[Current] 02 *NEW* Community/Communities - Fall 2025
Class Number:
770-01
INSTRUCTOR:
TIME:
Mondays, 2-4:30 PM
LOCATION:
Hybrid: Online and on campus at GLS House, 2114 Campus Drive
Description:
In this class we’ll examine community and communities. Together we’ll explore questions like: How does community make us? How do communities produce relations and manufacture worlds? How do our communities shape what we understand as truth, knowledge, and identity? How are ideas and ideologies built into communities, and how do those manifest in collective output? How does community—imagined, actual, or otherwise—impact bodies, boundaries, borders, and belonging? What does it mean to be in community with each other, and with other communities?
In true liberal studies style, we’ll take a methodological walk through an interdisciplinary landscape: we’ll read about The Commons and communities of care; we’ll speak with experts about intentional and temporary communities; we’ll entertain notions of Collective Intelligence and Common Wisdom; we’ll look at digital communities and platformed relationality; and we’ll investigate the role of physical and digital infrastructure in making and maintaining communities.
We’ll even engage nonhuman communities—starlings moving together in murmurations, trees communicating via underground networks, the teeming life of soil—as provocations that might influence how we think about togetherness and about our human place in the world.

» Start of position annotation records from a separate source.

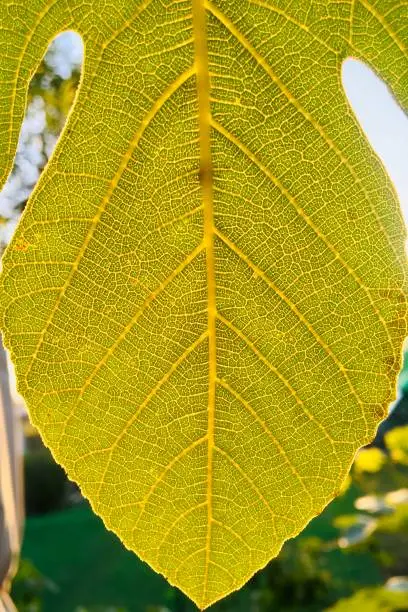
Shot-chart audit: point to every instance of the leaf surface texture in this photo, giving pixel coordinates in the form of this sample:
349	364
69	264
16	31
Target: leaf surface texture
205	297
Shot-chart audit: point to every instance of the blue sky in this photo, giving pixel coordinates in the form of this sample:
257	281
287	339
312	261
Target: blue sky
383	121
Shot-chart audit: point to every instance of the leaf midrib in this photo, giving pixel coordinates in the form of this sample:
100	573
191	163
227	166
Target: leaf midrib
205	174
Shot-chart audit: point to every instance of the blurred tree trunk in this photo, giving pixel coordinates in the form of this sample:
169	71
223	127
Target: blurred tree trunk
11	507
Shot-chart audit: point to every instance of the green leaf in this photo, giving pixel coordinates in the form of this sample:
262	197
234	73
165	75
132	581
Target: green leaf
204	299
397	443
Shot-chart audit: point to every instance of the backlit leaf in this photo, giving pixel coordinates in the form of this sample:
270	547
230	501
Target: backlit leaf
204	299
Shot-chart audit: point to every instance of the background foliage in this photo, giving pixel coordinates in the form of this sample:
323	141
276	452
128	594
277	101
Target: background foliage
352	557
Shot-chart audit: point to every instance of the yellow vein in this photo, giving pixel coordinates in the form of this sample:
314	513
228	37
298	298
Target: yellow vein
204	119
266	429
146	402
28	39
165	471
292	100
253	485
165	96
125	331
301	212
296	311
175	522
299	24
384	24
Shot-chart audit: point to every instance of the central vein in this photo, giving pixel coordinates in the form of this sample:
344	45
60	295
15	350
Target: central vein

We might also consider community compacts, gift economies, citizenship, social movements, and/or compassionate systems-building.
Ultimately we’ll ask how human, nonhuman, technological, and planetary communities come together to create the world as we know it. At its core, this class is about how we experience the world, together. And it takes seriously the belief that the world is, collectively, constructed by the communities we make.